Cynosure expects the acquisition to effectively function as an expansion of its existing portfolio and customer base. The acquisition also will add more than 40 patents in Cynosure’s portfolio, thereby boosting its intellectual property position.
Under terms of the deal, Cynosure will issue 5.2 million shares, which will bring in approximately $120 million. The rest of the purchase price will be made through existing cash reserves. The purchase price is at a premium of 23 percent above Palomar’s average closing price, and 34 percent above the company’s average enterprise value, according to its reported 2012 fiscal results.

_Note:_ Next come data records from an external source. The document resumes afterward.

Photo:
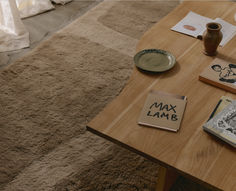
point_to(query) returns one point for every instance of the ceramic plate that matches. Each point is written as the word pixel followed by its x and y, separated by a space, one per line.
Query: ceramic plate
pixel 154 60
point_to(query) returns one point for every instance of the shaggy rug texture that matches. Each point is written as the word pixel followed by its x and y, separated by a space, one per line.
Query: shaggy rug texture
pixel 48 97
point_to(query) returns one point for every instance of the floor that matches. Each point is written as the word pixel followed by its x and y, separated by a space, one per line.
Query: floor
pixel 42 26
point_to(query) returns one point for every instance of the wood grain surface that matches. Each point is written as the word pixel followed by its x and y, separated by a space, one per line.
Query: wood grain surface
pixel 191 151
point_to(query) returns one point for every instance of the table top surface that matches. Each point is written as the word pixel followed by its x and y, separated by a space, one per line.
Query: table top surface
pixel 191 151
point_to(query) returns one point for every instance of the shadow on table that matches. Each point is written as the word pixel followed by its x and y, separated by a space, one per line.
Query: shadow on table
pixel 171 72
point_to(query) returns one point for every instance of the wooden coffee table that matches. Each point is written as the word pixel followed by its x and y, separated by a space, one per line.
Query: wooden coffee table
pixel 190 152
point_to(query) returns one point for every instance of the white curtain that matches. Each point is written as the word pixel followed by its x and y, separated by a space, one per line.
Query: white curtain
pixel 13 34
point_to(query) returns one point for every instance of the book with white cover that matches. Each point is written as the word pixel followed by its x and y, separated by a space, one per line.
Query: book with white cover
pixel 223 124
pixel 194 25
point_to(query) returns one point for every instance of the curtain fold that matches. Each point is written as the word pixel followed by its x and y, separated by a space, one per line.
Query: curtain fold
pixel 13 34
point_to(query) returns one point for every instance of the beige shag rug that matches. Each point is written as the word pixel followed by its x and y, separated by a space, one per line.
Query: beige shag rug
pixel 49 96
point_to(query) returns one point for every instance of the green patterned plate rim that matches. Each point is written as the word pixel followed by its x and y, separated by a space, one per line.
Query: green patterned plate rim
pixel 154 60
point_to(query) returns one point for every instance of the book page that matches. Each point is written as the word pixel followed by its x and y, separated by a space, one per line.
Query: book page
pixel 228 30
pixel 192 24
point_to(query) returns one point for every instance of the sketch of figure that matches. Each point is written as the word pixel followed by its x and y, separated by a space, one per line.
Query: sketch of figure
pixel 226 74
pixel 228 123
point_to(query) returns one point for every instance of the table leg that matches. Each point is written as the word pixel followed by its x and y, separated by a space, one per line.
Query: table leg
pixel 166 178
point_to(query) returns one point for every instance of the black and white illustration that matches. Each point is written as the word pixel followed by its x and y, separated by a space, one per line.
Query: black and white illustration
pixel 228 122
pixel 226 73
pixel 223 125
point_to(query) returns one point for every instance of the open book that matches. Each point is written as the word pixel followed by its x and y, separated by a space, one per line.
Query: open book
pixel 194 25
pixel 222 122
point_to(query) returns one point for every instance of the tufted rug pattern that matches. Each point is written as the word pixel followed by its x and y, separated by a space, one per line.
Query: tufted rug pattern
pixel 48 97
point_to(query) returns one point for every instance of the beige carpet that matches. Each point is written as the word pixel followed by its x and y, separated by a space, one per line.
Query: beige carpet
pixel 48 97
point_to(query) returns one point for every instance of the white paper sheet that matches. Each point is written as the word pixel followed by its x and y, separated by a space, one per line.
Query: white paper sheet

Both company’s boards of directors have voted unanimously in favor of the deal, which is expected to close by the end of this year. Cynosure officials have reported that there are some projects in the works that will be accretive to its 2014 performance. Post-acquisition, the cash balance of the company is expected to be around $87 million and it will remain debt-free, officials said.

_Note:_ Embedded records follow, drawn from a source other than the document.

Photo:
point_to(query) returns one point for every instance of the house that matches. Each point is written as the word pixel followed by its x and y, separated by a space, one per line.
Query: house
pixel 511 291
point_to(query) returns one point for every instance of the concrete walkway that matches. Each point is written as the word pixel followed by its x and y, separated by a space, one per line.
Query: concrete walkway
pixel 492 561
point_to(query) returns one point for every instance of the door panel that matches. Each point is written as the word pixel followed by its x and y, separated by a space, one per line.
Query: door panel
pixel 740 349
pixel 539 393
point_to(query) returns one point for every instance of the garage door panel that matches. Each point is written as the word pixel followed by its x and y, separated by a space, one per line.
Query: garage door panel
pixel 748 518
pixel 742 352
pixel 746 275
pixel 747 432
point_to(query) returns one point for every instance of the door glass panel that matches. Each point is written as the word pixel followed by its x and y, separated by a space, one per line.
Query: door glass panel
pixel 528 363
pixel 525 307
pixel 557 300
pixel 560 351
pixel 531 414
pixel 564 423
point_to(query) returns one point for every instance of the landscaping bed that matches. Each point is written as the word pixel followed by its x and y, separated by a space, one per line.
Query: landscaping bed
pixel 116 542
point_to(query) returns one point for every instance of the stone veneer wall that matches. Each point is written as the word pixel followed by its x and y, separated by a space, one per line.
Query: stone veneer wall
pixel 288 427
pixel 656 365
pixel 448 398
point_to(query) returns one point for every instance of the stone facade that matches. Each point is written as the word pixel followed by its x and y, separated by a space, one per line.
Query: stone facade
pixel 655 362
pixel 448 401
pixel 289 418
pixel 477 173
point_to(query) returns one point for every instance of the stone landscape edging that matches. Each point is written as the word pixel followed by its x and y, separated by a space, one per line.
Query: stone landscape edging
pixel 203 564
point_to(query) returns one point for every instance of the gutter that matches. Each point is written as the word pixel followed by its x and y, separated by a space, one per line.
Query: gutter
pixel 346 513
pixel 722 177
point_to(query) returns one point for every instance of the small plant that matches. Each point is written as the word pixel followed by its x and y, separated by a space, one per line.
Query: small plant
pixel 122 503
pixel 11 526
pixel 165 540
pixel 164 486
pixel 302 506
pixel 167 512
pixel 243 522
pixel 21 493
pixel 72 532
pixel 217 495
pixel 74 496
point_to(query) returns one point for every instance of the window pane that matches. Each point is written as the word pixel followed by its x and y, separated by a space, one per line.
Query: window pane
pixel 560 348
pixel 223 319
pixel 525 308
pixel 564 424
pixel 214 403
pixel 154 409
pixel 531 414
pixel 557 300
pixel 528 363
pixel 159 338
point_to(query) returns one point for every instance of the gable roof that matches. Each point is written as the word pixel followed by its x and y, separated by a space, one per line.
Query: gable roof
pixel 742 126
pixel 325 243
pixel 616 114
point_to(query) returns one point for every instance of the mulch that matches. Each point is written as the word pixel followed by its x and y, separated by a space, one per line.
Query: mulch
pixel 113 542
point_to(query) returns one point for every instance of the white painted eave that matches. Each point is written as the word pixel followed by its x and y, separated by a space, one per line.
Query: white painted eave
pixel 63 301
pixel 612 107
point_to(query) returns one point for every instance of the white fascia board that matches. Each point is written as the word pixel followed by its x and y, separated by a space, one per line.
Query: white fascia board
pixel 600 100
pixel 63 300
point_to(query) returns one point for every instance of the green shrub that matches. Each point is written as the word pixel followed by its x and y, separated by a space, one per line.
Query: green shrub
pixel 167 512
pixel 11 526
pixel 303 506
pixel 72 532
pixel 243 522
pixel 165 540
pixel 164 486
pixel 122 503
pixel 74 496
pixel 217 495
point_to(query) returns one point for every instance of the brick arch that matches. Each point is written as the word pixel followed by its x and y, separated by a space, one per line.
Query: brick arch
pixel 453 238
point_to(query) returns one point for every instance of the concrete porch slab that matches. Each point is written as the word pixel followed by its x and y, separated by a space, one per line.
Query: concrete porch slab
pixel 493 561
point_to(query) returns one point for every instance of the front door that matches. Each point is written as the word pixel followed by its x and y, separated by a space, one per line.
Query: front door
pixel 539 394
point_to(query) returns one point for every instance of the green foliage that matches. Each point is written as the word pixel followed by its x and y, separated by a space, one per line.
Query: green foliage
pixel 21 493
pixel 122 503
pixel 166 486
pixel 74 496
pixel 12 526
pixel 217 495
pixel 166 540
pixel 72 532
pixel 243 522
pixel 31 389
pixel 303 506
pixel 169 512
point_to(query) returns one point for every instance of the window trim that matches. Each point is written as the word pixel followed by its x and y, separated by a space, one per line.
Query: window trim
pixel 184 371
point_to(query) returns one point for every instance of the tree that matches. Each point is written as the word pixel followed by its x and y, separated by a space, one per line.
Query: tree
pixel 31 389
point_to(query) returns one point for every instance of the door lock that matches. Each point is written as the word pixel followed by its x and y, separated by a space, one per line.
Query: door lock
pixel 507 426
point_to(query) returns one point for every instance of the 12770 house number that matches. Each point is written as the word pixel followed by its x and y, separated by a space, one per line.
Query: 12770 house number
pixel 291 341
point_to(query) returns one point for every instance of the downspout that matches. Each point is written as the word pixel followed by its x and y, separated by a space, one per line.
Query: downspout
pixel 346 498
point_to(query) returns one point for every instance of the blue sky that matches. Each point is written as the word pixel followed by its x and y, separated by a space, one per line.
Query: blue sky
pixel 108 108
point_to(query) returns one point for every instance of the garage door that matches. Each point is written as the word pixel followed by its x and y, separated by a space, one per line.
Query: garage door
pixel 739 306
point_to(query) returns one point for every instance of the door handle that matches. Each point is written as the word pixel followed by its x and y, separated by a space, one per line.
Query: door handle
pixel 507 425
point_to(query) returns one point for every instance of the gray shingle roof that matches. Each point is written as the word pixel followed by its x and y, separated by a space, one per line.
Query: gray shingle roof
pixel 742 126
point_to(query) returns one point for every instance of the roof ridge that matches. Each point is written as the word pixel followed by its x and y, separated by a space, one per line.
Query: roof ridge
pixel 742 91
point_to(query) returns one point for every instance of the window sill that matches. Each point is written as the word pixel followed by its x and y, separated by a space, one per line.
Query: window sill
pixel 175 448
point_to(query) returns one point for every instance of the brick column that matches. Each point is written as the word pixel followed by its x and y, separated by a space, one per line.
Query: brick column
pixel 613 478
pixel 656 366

Together, Cynosure and Palomar reportedly have an installed base of more than 20,000 aesthetic laser systems with a distribution network across more than 100 countries worldwide. The collective revenue for both companies in fiscal 2012 was $234 million, of which 52 percent was attributable to North America and the rest from the international markets.
Cynosure makes non-invasive and minimally invasive products to rejuvenate skin, treat vascular and benign pigmented lesions, reduce cellulite, remove hair and treat onychomycosis (a fungal infection of the nail).